= Abdominal reflex =

Superficial neurological reflex

An abdominal reflex is a superficial neurological reflex stimulated by stroking of the abdomen around the umbilicus. It can be helpful in determining the level of a central nervous system (CNS) lesion. Being a superficial reflex, it is polysynaptic (involving multiple connections between nerves).

==Test==
The abdomen is mentally divided into four quadrants, and the skin in each quadrant is gently stroked, on the diagonal, towards the navel. The navel should twitch towards the stimulus.

==Roots involved==
Thoracic 8th – 12th segments are involved.

==Absent abdominal reflex==
Abdominal reflex is noted as either present or absent. An absent response can be physiological. Physiological absent response can be due to obesity, frailty, or muscle laxity after multiple pregnancies or abdominal surgery.
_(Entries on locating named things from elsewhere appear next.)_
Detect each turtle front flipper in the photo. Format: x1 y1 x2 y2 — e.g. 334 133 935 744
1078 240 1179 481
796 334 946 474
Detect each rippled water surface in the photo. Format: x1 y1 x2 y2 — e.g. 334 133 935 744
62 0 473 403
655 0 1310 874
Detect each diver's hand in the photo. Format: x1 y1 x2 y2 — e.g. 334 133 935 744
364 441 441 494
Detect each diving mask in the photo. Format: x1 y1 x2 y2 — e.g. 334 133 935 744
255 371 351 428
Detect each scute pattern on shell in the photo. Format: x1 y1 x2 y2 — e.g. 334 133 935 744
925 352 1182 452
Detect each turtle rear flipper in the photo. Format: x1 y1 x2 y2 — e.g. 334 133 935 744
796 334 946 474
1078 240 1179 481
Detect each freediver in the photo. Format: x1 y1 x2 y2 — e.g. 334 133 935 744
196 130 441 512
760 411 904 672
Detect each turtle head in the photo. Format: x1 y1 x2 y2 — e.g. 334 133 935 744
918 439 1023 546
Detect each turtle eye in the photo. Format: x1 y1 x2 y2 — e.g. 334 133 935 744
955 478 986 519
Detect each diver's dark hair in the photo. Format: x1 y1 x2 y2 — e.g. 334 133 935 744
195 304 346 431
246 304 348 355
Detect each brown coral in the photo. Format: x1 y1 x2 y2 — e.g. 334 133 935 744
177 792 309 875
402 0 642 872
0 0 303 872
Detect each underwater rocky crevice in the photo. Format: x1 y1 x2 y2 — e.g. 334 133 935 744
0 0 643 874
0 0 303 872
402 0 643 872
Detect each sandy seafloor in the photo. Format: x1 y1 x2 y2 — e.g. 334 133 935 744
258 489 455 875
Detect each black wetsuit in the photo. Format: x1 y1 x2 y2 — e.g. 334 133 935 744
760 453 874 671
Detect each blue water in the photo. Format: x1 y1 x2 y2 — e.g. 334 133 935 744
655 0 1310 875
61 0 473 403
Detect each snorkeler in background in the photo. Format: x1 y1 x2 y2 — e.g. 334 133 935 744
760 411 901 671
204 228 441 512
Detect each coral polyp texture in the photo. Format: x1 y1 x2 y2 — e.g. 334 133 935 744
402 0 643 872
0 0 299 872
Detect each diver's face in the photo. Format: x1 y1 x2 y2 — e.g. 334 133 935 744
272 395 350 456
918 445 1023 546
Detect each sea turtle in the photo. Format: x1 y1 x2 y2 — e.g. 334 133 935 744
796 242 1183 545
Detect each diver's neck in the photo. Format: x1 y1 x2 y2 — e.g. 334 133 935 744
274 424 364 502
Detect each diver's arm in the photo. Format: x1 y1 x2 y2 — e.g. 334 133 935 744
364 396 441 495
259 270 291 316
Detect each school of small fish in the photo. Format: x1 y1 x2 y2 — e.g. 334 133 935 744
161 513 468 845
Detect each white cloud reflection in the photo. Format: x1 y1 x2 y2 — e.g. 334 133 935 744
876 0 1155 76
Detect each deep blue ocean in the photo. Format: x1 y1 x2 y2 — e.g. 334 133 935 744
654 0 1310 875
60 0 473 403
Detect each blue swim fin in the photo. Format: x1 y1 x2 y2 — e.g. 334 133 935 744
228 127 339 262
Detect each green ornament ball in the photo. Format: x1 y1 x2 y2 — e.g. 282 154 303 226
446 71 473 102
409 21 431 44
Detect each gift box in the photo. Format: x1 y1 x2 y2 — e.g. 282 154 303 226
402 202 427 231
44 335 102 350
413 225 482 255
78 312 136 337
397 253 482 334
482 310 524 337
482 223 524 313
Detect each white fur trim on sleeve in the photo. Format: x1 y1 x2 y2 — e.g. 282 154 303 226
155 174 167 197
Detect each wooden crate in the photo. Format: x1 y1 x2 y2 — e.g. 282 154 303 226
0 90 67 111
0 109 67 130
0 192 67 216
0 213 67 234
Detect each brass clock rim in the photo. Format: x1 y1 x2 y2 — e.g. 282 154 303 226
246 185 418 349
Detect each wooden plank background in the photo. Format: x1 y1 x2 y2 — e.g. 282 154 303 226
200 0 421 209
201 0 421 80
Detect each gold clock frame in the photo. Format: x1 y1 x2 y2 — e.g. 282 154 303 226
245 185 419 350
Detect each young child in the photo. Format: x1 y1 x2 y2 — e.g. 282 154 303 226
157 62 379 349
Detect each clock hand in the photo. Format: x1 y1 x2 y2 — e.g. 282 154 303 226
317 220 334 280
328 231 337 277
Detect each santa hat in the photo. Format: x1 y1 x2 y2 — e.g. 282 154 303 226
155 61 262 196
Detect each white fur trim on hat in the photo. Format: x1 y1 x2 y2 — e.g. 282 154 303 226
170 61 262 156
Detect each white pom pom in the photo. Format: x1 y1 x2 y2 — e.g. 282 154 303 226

It is not unusual for this reflex to be absent in children.

If the reflex is absent, or especially if it is asymmetric, it can indicate a neurological problem somewhere above the lower thoracic spine.

Pathological absence can be due to:
- Multiple sclerosis
- Motor neuron disease (late)
- Neurogenic bladder
- Brown-Séquard syndrome
- Chiari malformations
==Evolutionary significance==
The local contraction of the abdominal muscles to an abdominal sensory stimulus was to protect the internal viscera from damage.